Until recently, the best defense that a US citizen had against attack from govt bureaucracy was the competitive turf guarding behavior of the different agencies which limited the power of any single agency. The consolidation of bureaucratic power under the single authority of the DHS has eroded that defense. An additional danger is the, thanks to Snowden, now widely publicized adoption of big database and analytics techniques by the US govt. Mark my words, if the DHS is not disbanded, then eventually the head of the DHS will become the most powerful person in the country, able to determine who gets elected to every office or even cancel elections and with a virtually unlimited ability to coerce any US citizen to do anything.
" a governemt has the authority to make it so."
Perhaps you are confusing power with authority. My government has the power to prevent me having any contact with the outside world. My government has no such authority.
"Windows is like the faint smell of piss in a subway: it's there, and there's nothing you can do about it." - Charlie Br
In your scenario, a politician is arguing with a judge about a law the politician is supposedly *going to* introduce as a bill, and the judge is objecting that he, personally, will never allow that? Then the politician finds a judge to sign off on this bill approved by the head of the FDA (not even submitted to the legislature at that point), and boom, it's a law?
You've made a total hash of how the U.S. political and legal system work, and your scenario makes no sense at all. How in the world did this get modded insightful?
Just to clarify;
Politician writes bill.
Politician may look for co-sponsors to strengthen the bill's chances.
Politician proposes bill, or attaches it as an amendment to some other bill.
Legislature debates bill and passes it or not.
Bill becomes law.
FDA, private citizens, or other interested parties may choose to sue to overturn the law.
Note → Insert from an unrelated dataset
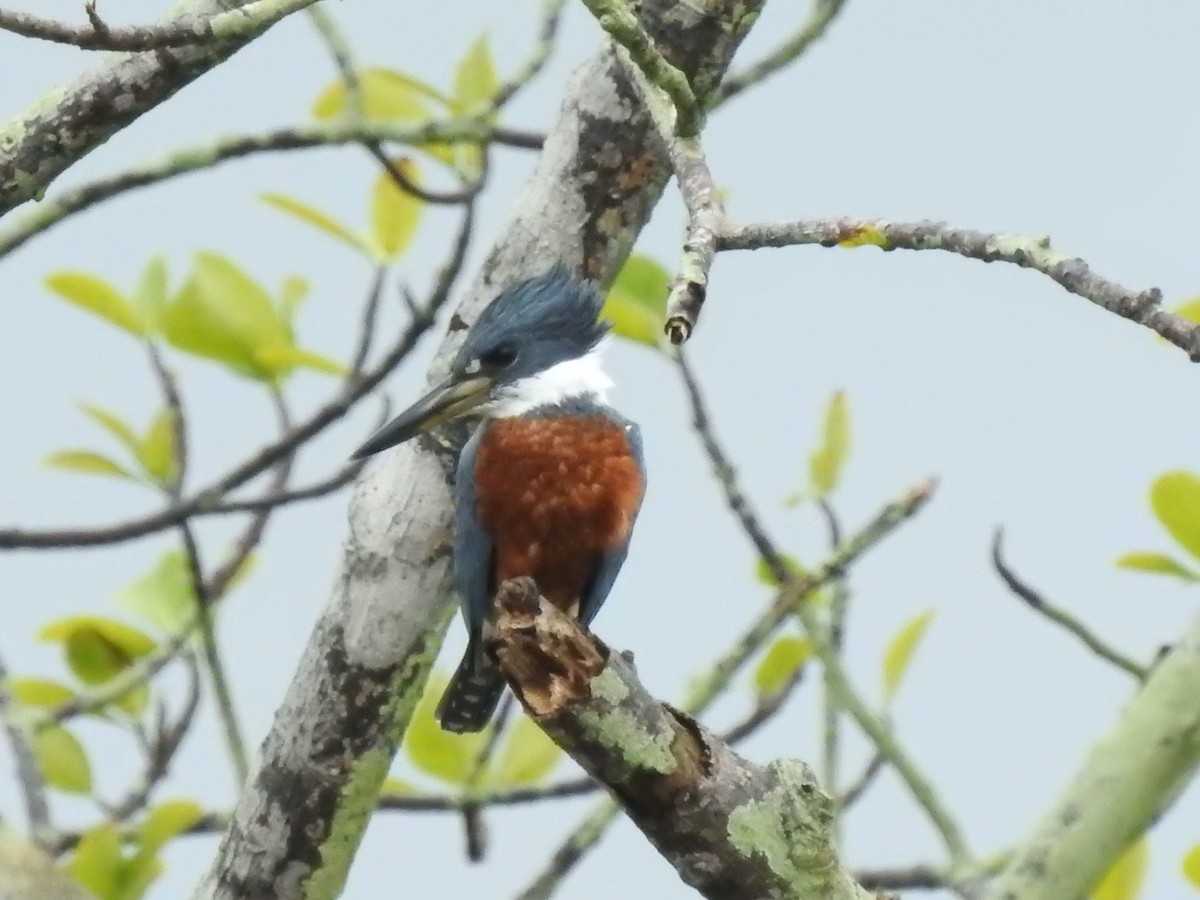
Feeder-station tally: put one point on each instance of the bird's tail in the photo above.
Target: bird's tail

THEN the judiciary gets involved.
I'm not sure how they'd do it physically. If we look at the internet for what it actually is by definition - a network is a bunch of computers connected to other computes, the internet is a bunch of networks connected to other networks - the internet is actually privately owned, even at the peering level of tier 1 ISP's.
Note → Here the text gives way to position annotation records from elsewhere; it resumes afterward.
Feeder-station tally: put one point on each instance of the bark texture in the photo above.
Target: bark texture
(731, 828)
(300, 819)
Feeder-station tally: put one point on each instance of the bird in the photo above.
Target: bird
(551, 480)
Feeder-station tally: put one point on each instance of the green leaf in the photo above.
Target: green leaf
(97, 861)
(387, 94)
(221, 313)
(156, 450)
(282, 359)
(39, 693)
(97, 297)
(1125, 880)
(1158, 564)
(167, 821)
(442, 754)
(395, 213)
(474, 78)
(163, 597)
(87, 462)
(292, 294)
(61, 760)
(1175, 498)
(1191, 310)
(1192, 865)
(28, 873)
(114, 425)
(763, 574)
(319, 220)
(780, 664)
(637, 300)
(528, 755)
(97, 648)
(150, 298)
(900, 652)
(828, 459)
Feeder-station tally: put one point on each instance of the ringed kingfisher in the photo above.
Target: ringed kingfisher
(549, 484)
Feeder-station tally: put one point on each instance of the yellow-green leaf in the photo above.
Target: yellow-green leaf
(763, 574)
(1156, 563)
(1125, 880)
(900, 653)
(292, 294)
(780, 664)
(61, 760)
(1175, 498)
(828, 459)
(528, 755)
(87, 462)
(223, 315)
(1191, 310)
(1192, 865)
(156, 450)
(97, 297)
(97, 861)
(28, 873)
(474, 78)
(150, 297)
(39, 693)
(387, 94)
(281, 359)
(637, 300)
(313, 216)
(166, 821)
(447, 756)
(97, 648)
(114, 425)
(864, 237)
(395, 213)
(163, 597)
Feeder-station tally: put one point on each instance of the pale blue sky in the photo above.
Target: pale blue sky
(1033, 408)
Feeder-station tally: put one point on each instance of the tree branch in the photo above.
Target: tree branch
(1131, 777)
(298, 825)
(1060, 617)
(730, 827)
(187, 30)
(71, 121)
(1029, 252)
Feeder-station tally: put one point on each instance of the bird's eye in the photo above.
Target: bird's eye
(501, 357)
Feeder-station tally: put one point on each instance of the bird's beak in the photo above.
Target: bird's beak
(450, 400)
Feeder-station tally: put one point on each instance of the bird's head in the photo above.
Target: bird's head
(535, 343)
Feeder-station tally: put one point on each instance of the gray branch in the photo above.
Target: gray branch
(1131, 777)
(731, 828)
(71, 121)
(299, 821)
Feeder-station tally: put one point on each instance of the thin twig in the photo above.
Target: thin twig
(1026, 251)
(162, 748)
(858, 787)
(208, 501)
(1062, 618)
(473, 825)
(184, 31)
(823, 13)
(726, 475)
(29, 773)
I suppose you could bring it down by having the national guard (or whoever) commandeer a major NOC (network operations center) of a tier 1 ISP and then fudge the BGP tables of all of their major peering points worldwide (or nationwide if you prefer,) but the links wouldn't be physically broken. Other ISP's could compensate by just ignoring those peers. The customers of that ISP and its client ISPs would be down for sure, but not everybody.
I'm still trying to figure out why we even have a need for a kill switch. A terror attack on SCADA systems? Just require SCADA systems have a communications kill switch, then you don't need an internet kill switch.
Careful with names containing L slashdot.org/~AiphaWolf_HK slashdot.org/~AlphaWoif_HK slashdot.org/~AiphaWoif_HK
I'm still trying to figure out why we even have a need for a kill switch.
The answer to that seems fairly apparent: To prevent or stifle a popular uprising against those in charge. Our government no longer works for us. In many ways, it works against us.